Hunan University, Hangzhou Institute of Medicine, the Chinese Academy of Sciences, and Shanghai Jiao Tong University are collaborating to close these gaps. Their goal is to create new cellular interactions without using genetically engineered immune cells or receptors. The goal is to create a “short circuit” in the communication channels, allowing tumor cells to activate T cells directly without passing via APCs.

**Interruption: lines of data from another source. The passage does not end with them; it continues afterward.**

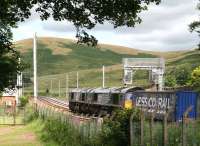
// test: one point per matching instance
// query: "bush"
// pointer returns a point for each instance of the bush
(23, 101)
(195, 78)
(170, 81)
(116, 130)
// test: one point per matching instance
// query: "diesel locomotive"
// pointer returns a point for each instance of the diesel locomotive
(103, 101)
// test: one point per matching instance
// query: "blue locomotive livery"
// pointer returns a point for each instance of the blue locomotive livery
(103, 101)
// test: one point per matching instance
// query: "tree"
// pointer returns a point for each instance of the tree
(84, 14)
(116, 130)
(11, 12)
(195, 26)
(183, 74)
(170, 81)
(195, 78)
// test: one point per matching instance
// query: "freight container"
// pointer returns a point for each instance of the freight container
(161, 102)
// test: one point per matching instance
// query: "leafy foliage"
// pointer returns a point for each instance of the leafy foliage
(8, 58)
(170, 81)
(82, 13)
(12, 11)
(195, 78)
(23, 101)
(179, 75)
(116, 130)
(195, 26)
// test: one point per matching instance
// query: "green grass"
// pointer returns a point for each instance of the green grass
(81, 57)
(88, 61)
(29, 135)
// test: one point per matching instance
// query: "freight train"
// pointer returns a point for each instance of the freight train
(103, 101)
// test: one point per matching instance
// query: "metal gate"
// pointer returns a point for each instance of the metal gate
(10, 115)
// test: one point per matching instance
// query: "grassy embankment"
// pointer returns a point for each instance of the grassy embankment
(56, 57)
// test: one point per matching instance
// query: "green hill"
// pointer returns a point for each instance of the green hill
(56, 57)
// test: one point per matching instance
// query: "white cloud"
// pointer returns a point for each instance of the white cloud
(164, 27)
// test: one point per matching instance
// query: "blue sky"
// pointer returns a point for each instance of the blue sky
(164, 28)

The team, led by Weihong Tan and Liping Qiu, created a “regulatory circuit” with two modules: 1) “recognition-then-triggering” and 2) “aggregation-then-activation.” The circuit is built around various DNA aptamers, which are short DNA segments that fold into a “preprogrammed” 3D form and “recognize” specific target molecules.
Module 1’s DNA is initially inactive and partially linked into a double strand. If cancer cells are present, the aptamer part of the “recognition” single strand binds to protein tyrosinase kinase 7, a protein found on the surface of many cancer cells in huge quantities. This causes the double strand of DNA to separate, releasing the “triggering strand,” which activates module 2).
Module 2 necessitates the use of two additional aptamers. Both bind to the CD28 immunoreceptors on the surfaces of T lymphocytes. CD28 is a co-stimulator of T cell activation. This activating strand binds to an extra “loop” on a type 1 aptamer. The loop closes, and the freshly released end attaches to a type 2 aptamer, which binds to another type 1 aptamer, and so on (hybridization). This causes a double strand to form, and the attached CD28 receptors to consolidate, generating a signal cascade that greatly enhances T cell activation. As a result of “short-circuited” cell communication, cancer cells can extremely effectively lead T lymphocytes to attack them.